Although Khrushchev succeeded in establishing Bulganin and himself in the top jobs in February 1955, the hardliners could not forgive his attack on Stalin in 1956 and
tried to oust him in 1957. This opposition group fought Khrushchev less because of his policies and reorganisation than out of a desire to restore Stalinism. The reformers, on the other hand, spoke in his favour through fear of a return to the old regime and police rule.
OPPOSITION FROM WITHIN THE PARTY - HARDLINERS AND REFORMERS
Khrushchev survived by appealing to the wider Central Committee over the vote against him in the Presidium and the expulsion of the ‘anti-Party group from the Presidium was a victory for the reformers over the hardliners.
It was not until Khrushchev had dismissed
Zhukov and thus put the Red Army in its place, however, that total victory was achieved.
TREATMENT OF POLITICAL OPPOSITION
The treatment of political opposition was less harsh than in Stalin’s day.
At the top, politicians were demoted, but generally not shot.
Molotov, Malenkov, Kaganovich
Molotov became ambassador to Mongolia; Malenkov became director of an HEP station in Kazakhstan; and Kaganovich was made director of the Sverdlovsk cement works.
TREATMENT OF POLITICAL OPPOSITION
At a lower level, as well as an improvement in treatment, the political prison population was reduced. By 1955, a quarter of a million appeals from political prisoners had been considered by the Soviet Procuracy, but only 4% had been released. However, within a few months in 1956,
eight to nine million former or present political prisoners were rehabilitated. In total, around two million returned from the gulags and prison colonies, and another two million from special settlements between 1953 and 1960. By 1957 only two per cent of the Soviet prison population were political prisoners.
TREATMENT OF POLITICAL OPPOSITION
However, combined with his de-Stalinisation speech, Khrushchev’s more lenient treatment of political opponents bred further dissent. While the cultural dissidents and intelligentsia saw this as an opportunity to discuss and debate issues such as multi-party elections and full human rights and freedoms, the hardliners and loyalists were vocal in their opposition. These were most marked in Georgia, Stalin’s birthplace, where there were violent nationalist demonstrations in Tblisi, 4-10 March 1956.
Outright opposition among ordinary Soviet citizens was minimal.
Having been conditioned by the Stalinist Terror, most ordinary people remained silent. However, this is not to say that there was no dissent.
KHRUSHCHEV’S FALL FROM POWER
In April 1964, Brezhnev gave Khrushchev’s seventieth birthday speech and loudly praised him for all his devotion and various achievements. There was even a special ceremony in the Kremlin, when Khrushchev was presented with various honours including the ‘Hero of the Soviet Union gold medal. However, just a few months later,
he was ousted in a coup orchestrated by Brezhnev, Podgorny and Suslov.

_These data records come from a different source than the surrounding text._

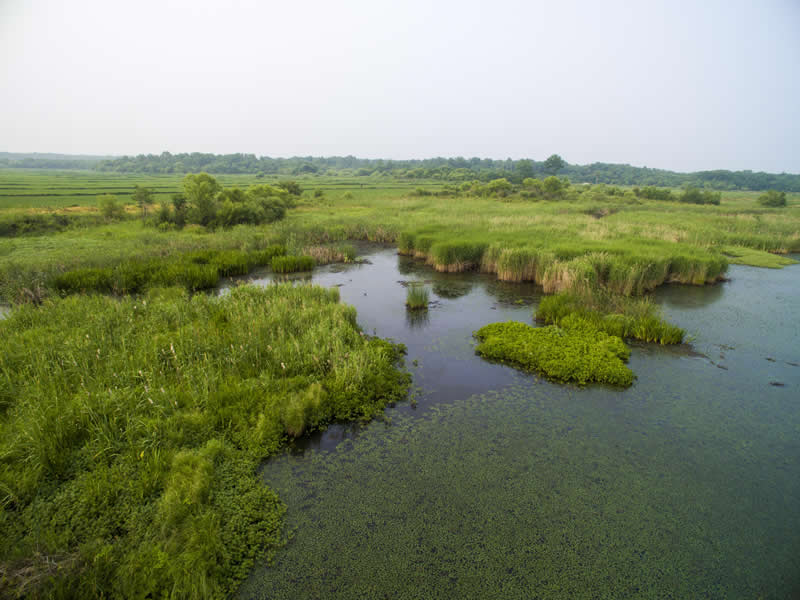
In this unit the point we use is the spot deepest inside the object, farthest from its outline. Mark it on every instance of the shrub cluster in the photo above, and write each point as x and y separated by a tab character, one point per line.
131	431
773	199
205	202
578	354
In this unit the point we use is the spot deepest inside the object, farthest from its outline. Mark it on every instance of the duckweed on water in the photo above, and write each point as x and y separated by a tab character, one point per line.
131	430
579	354
417	297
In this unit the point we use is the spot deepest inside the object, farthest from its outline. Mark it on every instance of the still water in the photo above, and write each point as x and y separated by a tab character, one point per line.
493	483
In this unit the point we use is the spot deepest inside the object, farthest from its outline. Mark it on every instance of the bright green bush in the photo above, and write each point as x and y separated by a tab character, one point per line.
581	354
292	264
131	431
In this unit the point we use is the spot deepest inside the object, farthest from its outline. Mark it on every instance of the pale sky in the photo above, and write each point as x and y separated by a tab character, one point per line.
683	85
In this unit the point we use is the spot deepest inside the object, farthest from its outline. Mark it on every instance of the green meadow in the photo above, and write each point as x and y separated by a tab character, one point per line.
135	409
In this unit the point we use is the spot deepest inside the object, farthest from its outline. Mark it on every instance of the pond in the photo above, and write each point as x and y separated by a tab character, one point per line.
493	483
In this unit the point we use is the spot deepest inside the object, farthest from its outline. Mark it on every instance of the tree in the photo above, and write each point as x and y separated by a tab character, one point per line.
524	169
554	164
143	197
553	187
201	191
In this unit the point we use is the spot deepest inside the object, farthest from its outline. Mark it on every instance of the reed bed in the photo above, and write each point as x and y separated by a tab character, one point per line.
634	318
292	264
131	431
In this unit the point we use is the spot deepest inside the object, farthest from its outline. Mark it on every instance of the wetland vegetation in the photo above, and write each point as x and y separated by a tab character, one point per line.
134	414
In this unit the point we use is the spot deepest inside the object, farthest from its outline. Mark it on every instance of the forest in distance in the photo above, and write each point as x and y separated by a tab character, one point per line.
445	169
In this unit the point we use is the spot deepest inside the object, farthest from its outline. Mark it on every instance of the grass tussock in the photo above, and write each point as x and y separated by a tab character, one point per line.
579	355
195	270
292	264
335	253
131	430
634	318
417	297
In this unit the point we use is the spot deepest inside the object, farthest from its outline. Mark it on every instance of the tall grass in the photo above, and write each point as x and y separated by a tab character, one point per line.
292	264
635	318
131	430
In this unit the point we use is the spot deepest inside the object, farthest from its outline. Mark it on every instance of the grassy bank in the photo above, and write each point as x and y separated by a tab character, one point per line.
131	429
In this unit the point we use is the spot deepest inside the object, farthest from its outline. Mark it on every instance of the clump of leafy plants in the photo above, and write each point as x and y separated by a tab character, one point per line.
578	353
131	430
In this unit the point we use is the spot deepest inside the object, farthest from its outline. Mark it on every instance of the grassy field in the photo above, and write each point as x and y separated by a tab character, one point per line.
593	236
123	468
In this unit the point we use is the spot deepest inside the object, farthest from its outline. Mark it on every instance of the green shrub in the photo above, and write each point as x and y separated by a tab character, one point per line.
692	195
132	430
581	355
773	199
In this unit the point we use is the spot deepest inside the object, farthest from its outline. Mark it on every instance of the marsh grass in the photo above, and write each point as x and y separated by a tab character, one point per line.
624	317
417	297
292	264
195	270
131	430
581	354
331	253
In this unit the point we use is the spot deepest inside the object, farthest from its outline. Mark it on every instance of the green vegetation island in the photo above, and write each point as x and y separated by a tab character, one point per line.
146	375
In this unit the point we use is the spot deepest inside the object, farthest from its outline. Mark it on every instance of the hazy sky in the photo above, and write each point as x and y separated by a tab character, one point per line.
683	85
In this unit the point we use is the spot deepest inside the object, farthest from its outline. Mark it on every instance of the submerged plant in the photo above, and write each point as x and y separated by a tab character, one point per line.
417	297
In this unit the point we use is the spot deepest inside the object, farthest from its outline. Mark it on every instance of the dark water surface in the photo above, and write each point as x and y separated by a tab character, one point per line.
497	484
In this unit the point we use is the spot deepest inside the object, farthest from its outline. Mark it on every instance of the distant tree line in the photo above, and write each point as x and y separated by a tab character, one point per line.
457	169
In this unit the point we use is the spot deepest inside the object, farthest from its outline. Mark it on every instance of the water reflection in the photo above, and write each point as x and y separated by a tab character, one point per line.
511	493
689	296
417	319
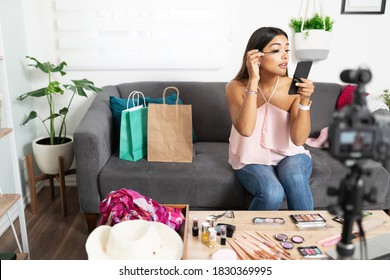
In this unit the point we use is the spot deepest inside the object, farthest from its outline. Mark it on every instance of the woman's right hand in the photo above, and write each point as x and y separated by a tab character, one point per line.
253	60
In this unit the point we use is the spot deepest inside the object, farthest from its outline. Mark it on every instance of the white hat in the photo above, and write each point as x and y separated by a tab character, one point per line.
134	240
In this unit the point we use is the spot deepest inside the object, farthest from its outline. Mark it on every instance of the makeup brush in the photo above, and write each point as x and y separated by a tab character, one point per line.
238	250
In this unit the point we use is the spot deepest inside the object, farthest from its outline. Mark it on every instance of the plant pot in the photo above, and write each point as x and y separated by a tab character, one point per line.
312	44
47	155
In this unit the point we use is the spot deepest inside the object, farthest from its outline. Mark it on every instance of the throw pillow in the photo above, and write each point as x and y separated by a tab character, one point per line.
117	105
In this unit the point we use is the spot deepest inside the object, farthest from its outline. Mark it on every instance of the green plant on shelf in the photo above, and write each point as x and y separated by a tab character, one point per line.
315	22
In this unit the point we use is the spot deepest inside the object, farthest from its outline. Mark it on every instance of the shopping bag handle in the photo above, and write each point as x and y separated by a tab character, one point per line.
132	95
177	91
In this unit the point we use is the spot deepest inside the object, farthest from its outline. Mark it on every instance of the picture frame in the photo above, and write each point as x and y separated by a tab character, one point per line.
363	6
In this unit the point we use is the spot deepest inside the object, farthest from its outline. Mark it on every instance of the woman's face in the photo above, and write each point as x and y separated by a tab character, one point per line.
276	56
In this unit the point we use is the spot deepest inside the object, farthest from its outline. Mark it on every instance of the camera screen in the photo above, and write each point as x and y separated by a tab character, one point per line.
356	141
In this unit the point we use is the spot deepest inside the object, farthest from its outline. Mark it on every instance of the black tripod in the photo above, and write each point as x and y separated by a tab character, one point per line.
350	198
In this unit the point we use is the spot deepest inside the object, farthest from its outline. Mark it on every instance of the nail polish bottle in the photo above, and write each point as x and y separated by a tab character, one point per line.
223	234
195	227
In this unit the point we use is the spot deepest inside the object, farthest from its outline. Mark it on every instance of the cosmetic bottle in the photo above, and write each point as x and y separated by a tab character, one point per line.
223	234
210	220
195	227
212	237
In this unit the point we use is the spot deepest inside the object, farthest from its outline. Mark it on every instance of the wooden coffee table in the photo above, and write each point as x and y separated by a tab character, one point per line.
375	224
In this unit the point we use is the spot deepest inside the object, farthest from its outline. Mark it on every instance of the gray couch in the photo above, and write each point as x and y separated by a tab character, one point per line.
208	182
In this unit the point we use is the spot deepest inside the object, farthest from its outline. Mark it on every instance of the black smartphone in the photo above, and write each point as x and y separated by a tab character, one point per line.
301	71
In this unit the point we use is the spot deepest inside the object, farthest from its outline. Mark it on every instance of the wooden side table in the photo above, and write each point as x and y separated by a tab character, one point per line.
6	202
33	179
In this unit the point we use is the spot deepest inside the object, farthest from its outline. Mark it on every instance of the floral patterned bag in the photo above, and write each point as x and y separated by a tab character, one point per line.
125	204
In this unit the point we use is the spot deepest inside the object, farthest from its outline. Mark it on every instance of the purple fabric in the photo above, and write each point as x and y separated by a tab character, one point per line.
124	204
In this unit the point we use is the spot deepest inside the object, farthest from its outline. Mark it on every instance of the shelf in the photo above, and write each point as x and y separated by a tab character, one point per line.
5	131
6	202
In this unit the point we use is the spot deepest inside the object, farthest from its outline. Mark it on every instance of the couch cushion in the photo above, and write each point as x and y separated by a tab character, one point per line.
207	182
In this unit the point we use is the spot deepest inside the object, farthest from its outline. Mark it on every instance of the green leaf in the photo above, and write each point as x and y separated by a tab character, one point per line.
30	117
54	87
36	93
63	111
47	67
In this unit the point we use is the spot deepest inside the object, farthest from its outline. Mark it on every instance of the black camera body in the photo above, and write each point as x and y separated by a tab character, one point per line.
355	132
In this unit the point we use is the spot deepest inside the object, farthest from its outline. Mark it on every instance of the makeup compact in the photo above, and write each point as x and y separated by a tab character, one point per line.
283	238
308	220
267	221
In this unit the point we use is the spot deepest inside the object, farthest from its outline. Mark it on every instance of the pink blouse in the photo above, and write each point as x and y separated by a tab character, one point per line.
269	143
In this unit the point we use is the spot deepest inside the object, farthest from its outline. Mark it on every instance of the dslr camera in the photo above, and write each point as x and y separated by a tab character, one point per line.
356	133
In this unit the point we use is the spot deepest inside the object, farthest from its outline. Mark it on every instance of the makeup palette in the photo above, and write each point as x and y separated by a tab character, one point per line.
308	220
309	251
287	244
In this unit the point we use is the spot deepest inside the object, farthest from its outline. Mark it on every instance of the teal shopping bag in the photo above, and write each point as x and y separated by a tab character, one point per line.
133	131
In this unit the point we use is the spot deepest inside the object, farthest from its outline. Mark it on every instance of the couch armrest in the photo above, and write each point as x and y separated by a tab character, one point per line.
93	147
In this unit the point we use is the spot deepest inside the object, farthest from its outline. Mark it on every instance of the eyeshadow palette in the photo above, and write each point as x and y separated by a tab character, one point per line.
309	251
308	220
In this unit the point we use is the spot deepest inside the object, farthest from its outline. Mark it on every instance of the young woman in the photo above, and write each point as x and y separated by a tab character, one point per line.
270	126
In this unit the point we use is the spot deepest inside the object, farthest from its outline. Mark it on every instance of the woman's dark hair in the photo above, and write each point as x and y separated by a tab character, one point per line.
259	39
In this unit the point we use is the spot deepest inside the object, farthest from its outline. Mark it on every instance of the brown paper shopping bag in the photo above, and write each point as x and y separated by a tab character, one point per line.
170	131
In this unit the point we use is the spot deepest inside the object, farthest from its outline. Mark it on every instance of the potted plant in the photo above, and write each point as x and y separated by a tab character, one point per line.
312	37
47	149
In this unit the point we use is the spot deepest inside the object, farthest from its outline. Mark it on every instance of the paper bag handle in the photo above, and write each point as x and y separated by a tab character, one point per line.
132	95
177	91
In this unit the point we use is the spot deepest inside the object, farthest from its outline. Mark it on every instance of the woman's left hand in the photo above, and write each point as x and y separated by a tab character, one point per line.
305	89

KHRUSHCHEV’S FALL FROM POWER
Khrushchev was on holiday in Georgia in october 1964. Here, he received an urgent telephone call from Brezhnev summoning him to an emergency meeting of the Presidium. He initially ignored this, but, sensing opposition, returned to Moscow on 13 October.
He was taken straight to a meeting of the Presidium where several of his former supporters voiced their criticisms of him. At first, Khrushchev tried to interrupt, but he seemed genuinely surprised by the degree of hostility towards him. He
refused to resign, but he was denied access to the media, which might have enabled him to whip up popular support to resist his attackers. (Two of his supporters - the editor of Pravda and the head of the state radio - were out of Moscow.)
KHRUSHCHEV’S FALL FROM POWER
The following day, a resignation paper was presented to Khrushchev and he had little option but to sign. He sat for a time in silence and then left. He was not present on day three, when Suslov
stood up to read a damning list of his shortcomings, and resolutions were passed by which Brezhnev became First Secretary and Kosygin became Premier.